Question

1 g of activated charcoal has a surface area of ${10^3}{m^2}$. If complete monolayer coverage is assumed and effective surface area of $N{H_3}$ molecules is $0.129n{m^2}$, how much $N{H_3}$ in moles at STP could be adsorbed on the surface of 25 g of the charcoal (write the answer as the nearest integer after multiplying it with 10)?

Answer 1

Hint: First, we will find the total surface area available for adsorption, since the surface area and mass of charcoal is given in the question. Then, we will find the number of molecules of $N{H_3}$ adsorbed by dividing the total surface area by the given effective area of one $N{H_3}$ molecule. And if we know the number of molecules of $N{H_3}$, we can find the moles of $N{H_3}$.
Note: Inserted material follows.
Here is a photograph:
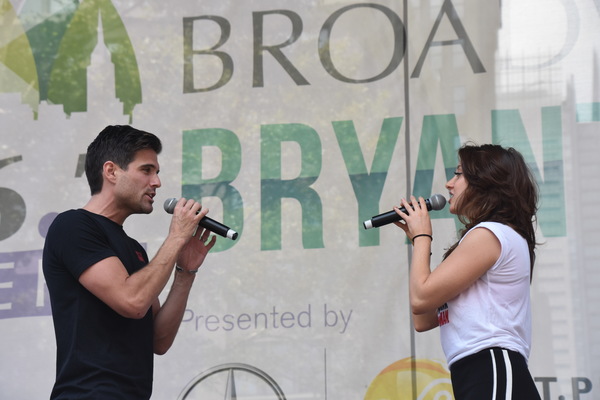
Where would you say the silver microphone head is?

Complete step by step answer:
Given in the question,
Weight of activated charcoal = 1 g
Surface area of activated charcoal $ = {10^3}{m^2}$
Weight of charcoal to be adsorbed by $N{H_3} = 25g$
$ \Rightarrow $ Total surface area available for adsorption $ = 25 \times {10^3}{m^2}$

Effective surface area of one $N{H_3}$ molecule $ = 0.129n{m^2}$
Effective surface area of one $N{H_3}$ molecule $ = 0.129 \times {10^{ - 18}}{m^2}$
(Since, 1 nm = ${10^{ - 9}}$ m, so $1n{m^2} = {10^{ - 18}}{m^2}$ )
$ \Rightarrow $ The number of molecules of $N{H_3}$ adsorbed $ = \dfrac{{25 \times
{{10}^8}}}{{0.129 \times {{10}^{ - 18}}}} = 193.79 \times {10^{21}} = 1.94 \times {10^{23}}$
$ \Rightarrow $ Moles of $N{H_3} = 0.323 \times \dfrac{{1.94 \times {{10}^{23}}}}{{6.022 \times
{{10}^{23}}}} = 0.323$ (Since, Avogadro’s number \[ = 6.022 \times {10^{23}}\] )
Hence, 0.323 moles of $N{H_3}$ in $c{m^3}$ at STP could be adsorbed on 25 g of charcoal.

Therefore, the nearest integer after multiplying with 10 is 3.

Note: A material’s surface characteristics refer to the properties that are associated with its surface. Typically, the measurements of surface area, surface roughness, pore size, and reflectivity constitute the surface characteristics. Information related to surface characteristics is of utmost importance for the possible applications of surfaces as semiconductors, heterogeneous catalysts and also in biological research.